The event took place three weeks after the Civil War surrender of Confederate Gen. Robert E. Lee and two weeks after the assassination of President Abraham Lincoln. It was a remarkable moment in U.S. history — at the nexus of war and peace, destruction and reconstruction, servitude and emancipation.

But the day would not be remembered as the first Memorial Day. In fact, White Southerners made sure that for more than a century, the day wasn’t remembered at all.

It was “a kind of erasure from public memory,” said David Blight, a history professor at Yale University.

The contested Confederate roots of Memorial Day
In February 1865, Confederate soldiers withdrew from Charleston after the Union had bombarded it with offshore cannon fire for more than a year and began to cut off supply lines. The city surrendered to the Union army, leaving a massive population of freed formerly enslaved people.

Also left in the wake of the Confederate evacuation were the graves of more than 250 Union soldiers, buried without coffins behind the judge’s stand of the Washington Race Course, a Charleston horse track that had been converted into an outdoor prison for captured Northerners. The conditions were brutal, and most of those who had died succumbed to exposure or disease.

In April, about two dozen of Charleston’s freed men volunteered to disinter the bodies and rebury them in rows of marked graves, surrounded by a wooden, freshly whitewashed fence, according to newspaper accounts from the time.
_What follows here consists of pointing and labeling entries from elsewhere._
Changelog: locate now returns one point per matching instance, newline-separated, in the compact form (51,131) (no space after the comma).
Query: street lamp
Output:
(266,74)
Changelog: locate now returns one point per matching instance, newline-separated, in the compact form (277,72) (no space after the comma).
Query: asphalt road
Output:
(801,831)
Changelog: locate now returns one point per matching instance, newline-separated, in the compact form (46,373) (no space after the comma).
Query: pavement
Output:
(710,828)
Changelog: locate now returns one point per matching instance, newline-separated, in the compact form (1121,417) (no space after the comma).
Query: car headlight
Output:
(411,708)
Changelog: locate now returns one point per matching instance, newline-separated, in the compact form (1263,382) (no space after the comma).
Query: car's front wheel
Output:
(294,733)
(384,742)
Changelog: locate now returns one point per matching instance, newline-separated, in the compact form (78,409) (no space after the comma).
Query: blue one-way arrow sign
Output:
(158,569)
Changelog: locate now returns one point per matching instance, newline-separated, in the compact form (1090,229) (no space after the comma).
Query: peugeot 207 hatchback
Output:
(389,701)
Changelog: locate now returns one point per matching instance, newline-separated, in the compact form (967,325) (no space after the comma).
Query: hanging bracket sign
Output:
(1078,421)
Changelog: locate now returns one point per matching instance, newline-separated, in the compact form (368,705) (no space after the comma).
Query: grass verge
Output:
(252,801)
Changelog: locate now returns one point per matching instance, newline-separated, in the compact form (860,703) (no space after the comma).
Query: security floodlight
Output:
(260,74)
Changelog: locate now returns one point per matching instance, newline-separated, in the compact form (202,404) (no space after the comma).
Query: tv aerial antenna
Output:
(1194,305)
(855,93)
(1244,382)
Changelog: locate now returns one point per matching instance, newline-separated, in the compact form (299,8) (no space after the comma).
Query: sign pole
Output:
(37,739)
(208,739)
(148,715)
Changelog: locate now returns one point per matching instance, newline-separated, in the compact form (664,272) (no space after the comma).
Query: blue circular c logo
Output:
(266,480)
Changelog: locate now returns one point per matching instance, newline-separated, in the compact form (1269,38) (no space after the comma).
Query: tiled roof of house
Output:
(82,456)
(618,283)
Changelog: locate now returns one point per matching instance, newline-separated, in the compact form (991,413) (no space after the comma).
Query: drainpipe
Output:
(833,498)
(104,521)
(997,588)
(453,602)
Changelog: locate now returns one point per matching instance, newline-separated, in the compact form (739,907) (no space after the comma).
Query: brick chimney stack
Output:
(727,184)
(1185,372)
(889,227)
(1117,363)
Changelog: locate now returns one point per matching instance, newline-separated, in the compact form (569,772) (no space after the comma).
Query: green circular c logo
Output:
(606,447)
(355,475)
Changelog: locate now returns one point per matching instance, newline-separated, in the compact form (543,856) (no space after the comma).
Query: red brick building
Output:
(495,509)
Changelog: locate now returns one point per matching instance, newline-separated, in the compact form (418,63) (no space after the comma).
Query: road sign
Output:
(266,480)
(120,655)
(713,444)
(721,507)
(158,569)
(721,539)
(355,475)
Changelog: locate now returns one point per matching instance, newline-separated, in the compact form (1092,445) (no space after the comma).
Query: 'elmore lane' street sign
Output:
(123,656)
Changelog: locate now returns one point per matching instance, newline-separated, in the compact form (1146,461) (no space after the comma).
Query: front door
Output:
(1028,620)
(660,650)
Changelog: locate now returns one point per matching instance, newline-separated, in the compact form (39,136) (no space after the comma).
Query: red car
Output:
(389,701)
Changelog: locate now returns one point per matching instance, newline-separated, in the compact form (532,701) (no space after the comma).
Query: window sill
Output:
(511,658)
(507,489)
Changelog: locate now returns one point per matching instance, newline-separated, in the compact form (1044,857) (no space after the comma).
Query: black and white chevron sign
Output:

Is anyone really surprised.
The Democrats declared Waterloo NY the birthplace of Memorial Day.
 
The Democrats declared Waterloo NY the birthplace of Memorial Day.

And another dozen states and cities make the same claim. But the only one that stands is the one on 1868 at Arlington which Decoration Day was proclaimed. The Memorial day came well after that and up until 1971, there was no sanctioned Memorial Day, it was Decoration Day which did the same thing. Memorial Day just was more correct than Decorations Day so it was renamed.